Donner’s post-Superman fortunes were mixed, with modest films such as Inside Moves (1980), an uninspiring drama about male friendships, and Radio Flyer (1992) with Tom Hanks and Lorraine Bracco.

But these were offset by the huge success of Lethal Weapon (1987), a buddy-cop movie starring Mel Gibson and Danny Glover which combined violence with wisecracking humour and made more than $120 million; there were three sequels. Donner returned to the superhero genre as executive producer of X-Men (2000) and its various spin-offs.

Christopher Reeve as Superman, 1978 - Alamy
Christopher Reeve as Superman, 1978 - Alamy

Donner once explained that he saw the filmmaking process as akin to romance, marriage and birth: “In pre-production you’re getting acquainted; filming is like a marriage; and when the movie comes out of the lab, it’s the ‘baby’ you hope everyone loves as much as you do.”
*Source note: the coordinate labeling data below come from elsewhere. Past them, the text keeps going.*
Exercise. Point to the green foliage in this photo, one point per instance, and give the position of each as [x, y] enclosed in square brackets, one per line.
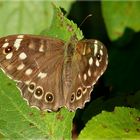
[120, 84]
[121, 123]
[17, 119]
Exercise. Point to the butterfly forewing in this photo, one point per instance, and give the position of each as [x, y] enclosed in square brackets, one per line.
[35, 61]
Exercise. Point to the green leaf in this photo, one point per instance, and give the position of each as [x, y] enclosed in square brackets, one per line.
[29, 17]
[123, 69]
[122, 123]
[120, 15]
[18, 120]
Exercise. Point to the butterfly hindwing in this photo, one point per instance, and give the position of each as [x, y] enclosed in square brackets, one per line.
[51, 73]
[88, 64]
[35, 61]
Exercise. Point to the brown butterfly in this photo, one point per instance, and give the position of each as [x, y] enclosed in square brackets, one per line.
[51, 73]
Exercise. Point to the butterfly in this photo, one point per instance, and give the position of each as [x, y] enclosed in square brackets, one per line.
[51, 73]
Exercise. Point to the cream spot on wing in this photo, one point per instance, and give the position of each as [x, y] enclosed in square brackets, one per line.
[31, 46]
[21, 66]
[5, 45]
[28, 71]
[90, 61]
[41, 49]
[85, 76]
[101, 52]
[20, 36]
[42, 75]
[89, 72]
[97, 63]
[27, 82]
[95, 49]
[9, 67]
[95, 41]
[22, 56]
[17, 43]
[9, 55]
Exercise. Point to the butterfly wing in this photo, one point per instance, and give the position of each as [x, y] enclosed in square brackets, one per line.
[88, 64]
[36, 64]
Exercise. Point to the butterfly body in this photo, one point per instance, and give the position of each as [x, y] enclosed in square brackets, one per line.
[51, 73]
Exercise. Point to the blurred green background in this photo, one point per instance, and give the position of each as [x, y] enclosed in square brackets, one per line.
[117, 25]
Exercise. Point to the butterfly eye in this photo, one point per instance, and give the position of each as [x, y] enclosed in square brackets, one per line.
[72, 97]
[8, 49]
[98, 56]
[49, 97]
[39, 91]
[31, 87]
[79, 93]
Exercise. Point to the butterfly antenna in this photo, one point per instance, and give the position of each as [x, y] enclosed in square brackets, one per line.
[85, 19]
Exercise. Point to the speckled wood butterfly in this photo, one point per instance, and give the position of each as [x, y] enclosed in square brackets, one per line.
[52, 73]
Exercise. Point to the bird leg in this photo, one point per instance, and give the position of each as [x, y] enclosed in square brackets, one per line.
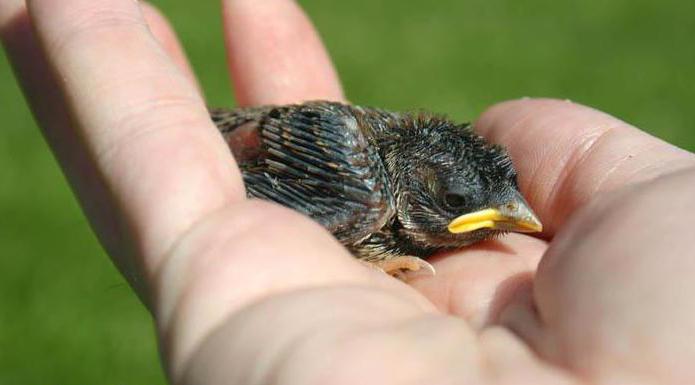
[399, 266]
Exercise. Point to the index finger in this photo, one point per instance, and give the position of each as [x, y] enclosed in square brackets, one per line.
[567, 153]
[150, 161]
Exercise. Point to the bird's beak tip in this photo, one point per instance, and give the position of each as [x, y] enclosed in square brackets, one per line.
[514, 216]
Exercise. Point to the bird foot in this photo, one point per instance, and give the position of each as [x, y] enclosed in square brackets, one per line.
[399, 266]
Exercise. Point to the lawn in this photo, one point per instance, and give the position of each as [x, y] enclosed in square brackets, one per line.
[66, 317]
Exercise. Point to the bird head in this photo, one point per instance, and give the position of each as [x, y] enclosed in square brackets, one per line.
[451, 187]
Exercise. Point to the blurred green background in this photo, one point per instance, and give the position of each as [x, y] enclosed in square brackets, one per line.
[66, 317]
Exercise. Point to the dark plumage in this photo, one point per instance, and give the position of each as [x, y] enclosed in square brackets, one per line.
[386, 184]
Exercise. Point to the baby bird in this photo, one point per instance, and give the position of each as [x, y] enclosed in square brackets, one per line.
[394, 188]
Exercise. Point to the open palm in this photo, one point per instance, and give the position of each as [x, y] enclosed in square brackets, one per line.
[247, 292]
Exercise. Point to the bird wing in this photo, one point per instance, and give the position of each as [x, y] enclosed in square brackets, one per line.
[315, 158]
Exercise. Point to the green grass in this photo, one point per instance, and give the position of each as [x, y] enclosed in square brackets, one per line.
[66, 317]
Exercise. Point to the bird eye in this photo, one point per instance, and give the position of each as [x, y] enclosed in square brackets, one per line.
[454, 201]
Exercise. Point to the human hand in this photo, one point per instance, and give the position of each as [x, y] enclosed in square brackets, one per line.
[247, 292]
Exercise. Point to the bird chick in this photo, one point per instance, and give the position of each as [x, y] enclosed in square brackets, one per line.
[394, 188]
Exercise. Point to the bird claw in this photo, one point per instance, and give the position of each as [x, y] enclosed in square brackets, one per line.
[399, 267]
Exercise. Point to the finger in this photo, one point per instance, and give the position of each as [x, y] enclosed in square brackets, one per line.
[476, 283]
[614, 292]
[134, 135]
[566, 153]
[275, 55]
[165, 35]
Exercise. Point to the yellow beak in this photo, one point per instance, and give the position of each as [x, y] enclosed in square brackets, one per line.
[511, 216]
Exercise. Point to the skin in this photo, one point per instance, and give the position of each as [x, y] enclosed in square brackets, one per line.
[230, 282]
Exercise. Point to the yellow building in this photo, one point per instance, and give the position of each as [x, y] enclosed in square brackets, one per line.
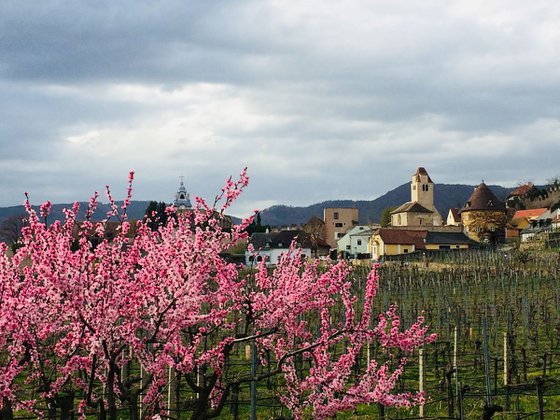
[338, 221]
[484, 216]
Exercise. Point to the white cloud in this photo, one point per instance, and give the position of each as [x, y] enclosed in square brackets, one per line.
[320, 100]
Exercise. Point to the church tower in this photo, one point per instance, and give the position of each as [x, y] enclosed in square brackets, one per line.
[182, 200]
[422, 189]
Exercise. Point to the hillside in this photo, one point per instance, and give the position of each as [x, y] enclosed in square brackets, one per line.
[446, 196]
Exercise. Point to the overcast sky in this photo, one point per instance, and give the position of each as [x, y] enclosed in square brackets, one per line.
[319, 99]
Away from film-making he was an animal-rights activist and kept a home in the San Juan islands, off the coast of Washington state, from where he enjoyed watching whales and dolphins.

Richard Donner during the making of his film Timeline (2003) - Alamy
Richard Donner during the making of his film Timeline (2003) - Alamy

He once rescued from captivity a whale named Keiko, making him a star of the film Free Willy (1993) on which he was executive producer. He also relished working on his tractor and mingling with the islands’ largely blue-collar community. “It’s like Norman Rockwell come to life,” he laughed.

Richard Donner had long been known for his bachelor lifestyle, but in 1986 he married the producer Lauren Shuler, whom he credited with “insulating me from the much of the unpleasant side of movie making”. She survives him.